De la précipitation naissent forcément les premiers soupçons. Comme on n’imagine pas une seconde que Laurent Joffrin s’imagine un destin personnel présidentiel, on est obligé de se demander de façon un peu triviale: mais pour qui roule-t-il? Et l’on pense évidemment à François Hollande, dont il fut, et reste dit-on, un proche. Sans faire de procès d’intention à l’ex-patron de Libération, on peut observer que la démarche adoptée par le Parti socialiste sous la houlette d’Olivier Faure correspond à un enterrement définitif de toute ambition nationale pour l’ancien président de la République. Celui-ci ne sera jamais en situation d’imposer aux écologistes de soutenir une nouvelle candidature à la présidentielle. On peut en revanche imaginer que la reconstruction d’une force social-démocrate crédible, autour d’intellectuels et membres de la société civile, pourrait à terme déboucher sur la naissance d’une force de gauche régénérée, mettant en avant un programme de réformes pour une meilleure prise en compte des exigences environnementales et sociales. Cette force, si elle parvenait à fédérer les électeurs de gauche, dispersés par l’avènement du macronisme, serait sans doute capable de porter un candidat vers l’Elysée. Miser sur cette voie, un peu comme une dernière chance inespérée de revenir au pouvoir, ne serait pas si sot de la part de François Hollande. A condition de prendre un peu de temps.
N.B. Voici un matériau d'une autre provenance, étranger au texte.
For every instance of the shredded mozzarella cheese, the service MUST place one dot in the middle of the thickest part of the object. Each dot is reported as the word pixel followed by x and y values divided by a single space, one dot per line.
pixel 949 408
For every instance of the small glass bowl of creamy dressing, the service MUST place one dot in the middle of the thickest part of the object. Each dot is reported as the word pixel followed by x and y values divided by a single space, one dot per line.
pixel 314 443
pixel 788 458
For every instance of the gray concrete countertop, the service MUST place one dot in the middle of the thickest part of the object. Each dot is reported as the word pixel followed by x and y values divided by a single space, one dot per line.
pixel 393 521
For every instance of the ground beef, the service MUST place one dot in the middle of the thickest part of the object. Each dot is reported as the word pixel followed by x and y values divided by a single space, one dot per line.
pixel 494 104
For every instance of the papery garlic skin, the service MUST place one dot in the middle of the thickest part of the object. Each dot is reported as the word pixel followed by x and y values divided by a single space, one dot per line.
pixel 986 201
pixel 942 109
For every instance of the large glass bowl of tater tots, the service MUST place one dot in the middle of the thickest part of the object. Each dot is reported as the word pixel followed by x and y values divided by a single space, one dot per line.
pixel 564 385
Partant du néant dans lequel se trouve le Parti socialiste, reconstruire une force de gauche crédible, capable d’accéder au pouvoir, et de proposer une politique environnementale et sociale plus hardie que celle menée par Emmanuel Macron, est sans doute nécessaire pour enrichir le débat, et permettre à la politique française de sortir d’une alternative fermée entre Lepénisme et macronisme. Mais cela demandera du temps. Sans doute plus que celui qui nous sépare de la prochaine élection présidentielle. A vouloir se précipiter, et brûler les étapes, l’initiative de reconstruction de la gauche de Laurent Joffrin risque fort de subir le même sort que celles qui l’ont précédée.

A peine nommés, et déjà dans la tourmente…

La logique aurait voulu que l’on attende le discours de politique générale du nouveau Premier ministre pour se faire une idée sur ce que veut ce nouveau gouvernement et du cap vers lequel il veut conduire le pays. Mais une fois de plus, c’est internet et les médias qui imposent le rythme. Et la patience n’est pas leur fort!

48 heures après l’annonce de la formation du gouvernement, on a déjà l’avis de Camelia Jordana! La chanteuse et actrice, qui avait déjà pu se faire une expertise sur la vie en banlieue, et “ces hommes et ces femmes qui se font massacrer pour nulle autre raison que leur couleur de peau“, depuis la villa de luxe où elle a été élevée sur la Côte d’Azur, avait aussi une autre spécialité qu’on ignorait: le droit français. Elle nous le dit tout de go: Darmanin n’aurait jamais dû être nommé, pas plus que Dupont-Moretti, c’est “cracher au visage de toutes les femmes” que de les nommer aux ministères de l’intérieur et de la Justice. Et elle ajoute: qu’on “devrait exiger un casier judiciaire vierge d’un ministre“, ce qui est pourtant le cas de l’un comme de l’autre… Mais passons, chacun gère sa communication comme il le peut, et la starlette a l’excuse de n’avoir pas mené sur le sujet une action solitaire mais bien coordonnée, avec l’ensemble des groupes de pression féministes, et du journal Libération qui cache à peine, comme d’habitude, son engagement partisan derrière un jeu de mots: “C’est Mâle parti” titre-t-il entre les photos des deux hommes à la Une.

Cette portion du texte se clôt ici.